Winklevoss Capital Partner Sterling Witzke: Dollar Is Not Designed for the Internet, but Stablecoins Are
Winklevoss Capital partner Sterling Witzke spoke to Cointelegraph about the future of stablecoins, regulatory clarity in U.S. and a fair price for Bitcoin
Sterling Witzke has been working at Winklevoss Capital — a venture capital firm set up by the famous Winklevoss twins — for five years now. As a professional investor, she is very interested in financing early stage crypto and blockchain projects.

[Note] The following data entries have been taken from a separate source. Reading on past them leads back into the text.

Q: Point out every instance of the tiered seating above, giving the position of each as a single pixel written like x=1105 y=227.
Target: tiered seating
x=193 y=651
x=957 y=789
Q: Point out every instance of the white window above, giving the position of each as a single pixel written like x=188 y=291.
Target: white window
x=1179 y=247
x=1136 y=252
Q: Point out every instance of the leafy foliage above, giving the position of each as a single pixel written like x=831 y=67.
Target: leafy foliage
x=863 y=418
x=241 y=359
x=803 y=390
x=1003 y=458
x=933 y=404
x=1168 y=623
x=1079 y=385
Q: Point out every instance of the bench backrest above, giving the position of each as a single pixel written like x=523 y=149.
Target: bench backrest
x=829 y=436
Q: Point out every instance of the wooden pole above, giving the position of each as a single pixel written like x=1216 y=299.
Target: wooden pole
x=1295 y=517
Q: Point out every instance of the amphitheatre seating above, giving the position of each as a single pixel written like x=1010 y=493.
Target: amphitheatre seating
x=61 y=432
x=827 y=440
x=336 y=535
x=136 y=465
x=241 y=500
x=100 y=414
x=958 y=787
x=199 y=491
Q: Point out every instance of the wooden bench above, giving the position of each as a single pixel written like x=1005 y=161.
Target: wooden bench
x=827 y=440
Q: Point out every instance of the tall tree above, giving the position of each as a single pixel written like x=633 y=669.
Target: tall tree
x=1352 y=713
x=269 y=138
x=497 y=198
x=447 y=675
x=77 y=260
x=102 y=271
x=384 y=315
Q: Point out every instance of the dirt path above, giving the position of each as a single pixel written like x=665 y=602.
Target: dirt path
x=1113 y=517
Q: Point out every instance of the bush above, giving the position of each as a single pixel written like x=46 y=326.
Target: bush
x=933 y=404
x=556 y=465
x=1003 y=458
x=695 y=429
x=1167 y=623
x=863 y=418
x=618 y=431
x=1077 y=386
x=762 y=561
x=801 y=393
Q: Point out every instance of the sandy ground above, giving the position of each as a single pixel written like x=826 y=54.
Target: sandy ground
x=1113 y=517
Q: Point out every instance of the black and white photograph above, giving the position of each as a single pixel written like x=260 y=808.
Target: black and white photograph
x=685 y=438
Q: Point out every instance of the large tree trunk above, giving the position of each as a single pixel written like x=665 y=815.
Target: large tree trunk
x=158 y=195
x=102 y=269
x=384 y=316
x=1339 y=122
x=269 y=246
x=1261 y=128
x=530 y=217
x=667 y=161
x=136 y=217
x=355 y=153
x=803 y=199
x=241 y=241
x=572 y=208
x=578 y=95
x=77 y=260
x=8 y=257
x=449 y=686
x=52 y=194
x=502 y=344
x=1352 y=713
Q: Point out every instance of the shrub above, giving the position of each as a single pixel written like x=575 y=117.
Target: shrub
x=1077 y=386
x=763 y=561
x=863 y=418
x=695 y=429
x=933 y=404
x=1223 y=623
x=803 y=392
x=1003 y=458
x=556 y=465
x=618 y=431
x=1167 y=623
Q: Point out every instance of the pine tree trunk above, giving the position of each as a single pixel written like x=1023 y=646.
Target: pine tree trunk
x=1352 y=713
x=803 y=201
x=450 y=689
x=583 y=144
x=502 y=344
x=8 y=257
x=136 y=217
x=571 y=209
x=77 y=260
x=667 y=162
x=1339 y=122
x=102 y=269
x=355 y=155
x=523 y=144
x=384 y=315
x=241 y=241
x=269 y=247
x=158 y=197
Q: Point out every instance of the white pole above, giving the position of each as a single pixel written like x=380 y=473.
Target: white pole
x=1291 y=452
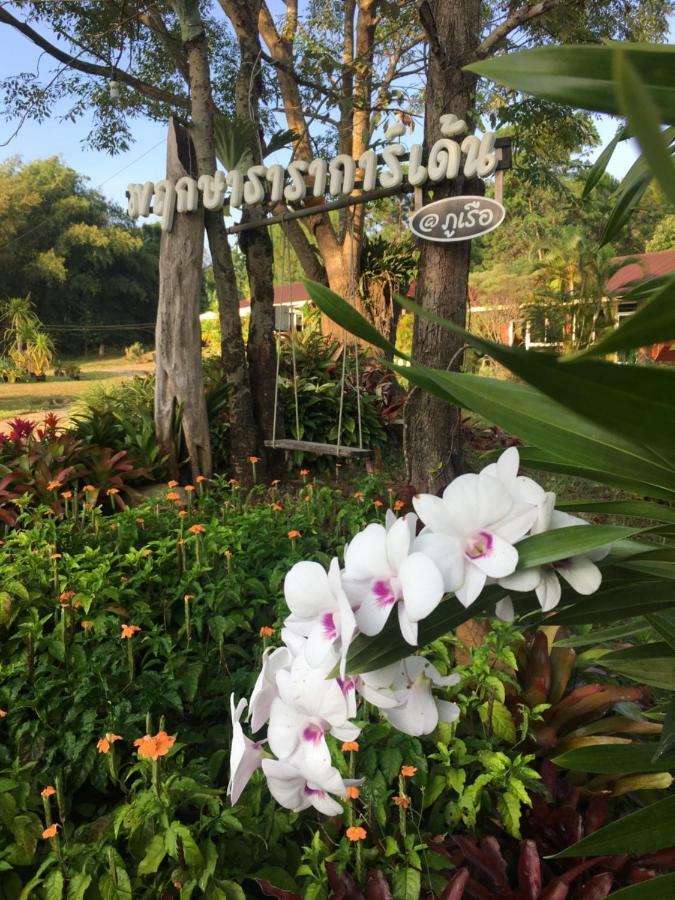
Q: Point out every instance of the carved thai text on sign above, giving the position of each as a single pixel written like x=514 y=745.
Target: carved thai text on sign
x=457 y=218
x=449 y=157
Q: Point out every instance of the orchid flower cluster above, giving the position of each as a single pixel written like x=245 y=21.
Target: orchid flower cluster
x=469 y=538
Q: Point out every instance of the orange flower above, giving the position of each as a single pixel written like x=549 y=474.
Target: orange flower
x=128 y=631
x=154 y=747
x=103 y=746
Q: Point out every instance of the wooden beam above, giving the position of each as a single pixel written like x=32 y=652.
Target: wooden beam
x=317 y=448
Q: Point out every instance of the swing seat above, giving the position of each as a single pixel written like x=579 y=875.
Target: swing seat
x=318 y=448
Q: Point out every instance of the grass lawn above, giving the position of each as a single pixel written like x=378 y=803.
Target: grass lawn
x=59 y=393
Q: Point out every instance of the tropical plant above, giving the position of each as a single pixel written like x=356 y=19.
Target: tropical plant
x=588 y=417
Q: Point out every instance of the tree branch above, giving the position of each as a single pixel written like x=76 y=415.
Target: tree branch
x=88 y=68
x=517 y=18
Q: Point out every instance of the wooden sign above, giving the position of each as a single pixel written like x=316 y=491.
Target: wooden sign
x=457 y=218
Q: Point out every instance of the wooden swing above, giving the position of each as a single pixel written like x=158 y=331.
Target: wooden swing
x=294 y=444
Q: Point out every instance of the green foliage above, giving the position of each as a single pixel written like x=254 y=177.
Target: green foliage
x=81 y=259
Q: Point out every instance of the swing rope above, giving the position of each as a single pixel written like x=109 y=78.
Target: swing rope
x=288 y=305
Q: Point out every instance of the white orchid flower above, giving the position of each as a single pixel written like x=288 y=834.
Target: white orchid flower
x=320 y=611
x=381 y=572
x=308 y=707
x=245 y=755
x=580 y=572
x=297 y=784
x=265 y=690
x=409 y=683
x=471 y=531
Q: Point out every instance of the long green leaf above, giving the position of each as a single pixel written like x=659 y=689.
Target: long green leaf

She believes that stablecoins are perfectly designed for the needs of internet payments and will steadily gain popularity as the industry evolves.
We talked to Sterling Witzke about the future of fiat-pegged cryptocurrencies, the necessity of proper legal frameworks and the future of the maturing crypto industry.
Clarity is always good for an ecosystem
Ana Berman: How do you think, what will 2019 bring in terms of regulation? The question is related to the ads that Gemini recently launched, which said, in particular, “Crypto needs rules.” Don’t you think it undermines the whole idea of decentralization?
Sterling Witzke: The short answer is no. As you know from the slogans, Gemini is very pro-thoughtful regulation and believes that consumers in the crypto space deserve the same protection as consumers in other industries.
It's all about making fair outcomes for all. It doesn't undermine the original ethos of crypto to have regulations. The distinction comes with the companies that are built on top of the protocol. So, at the protocol level, it's absolutely correct that you don't need any more regulation and rules, because those are already built in.
You've got the math and the cryptography that dictates the rules on the protocol. The difference is that the applications and companies built on top of those protocols are run by humans, and we all know they are fallible. That's where the oversight comes into play.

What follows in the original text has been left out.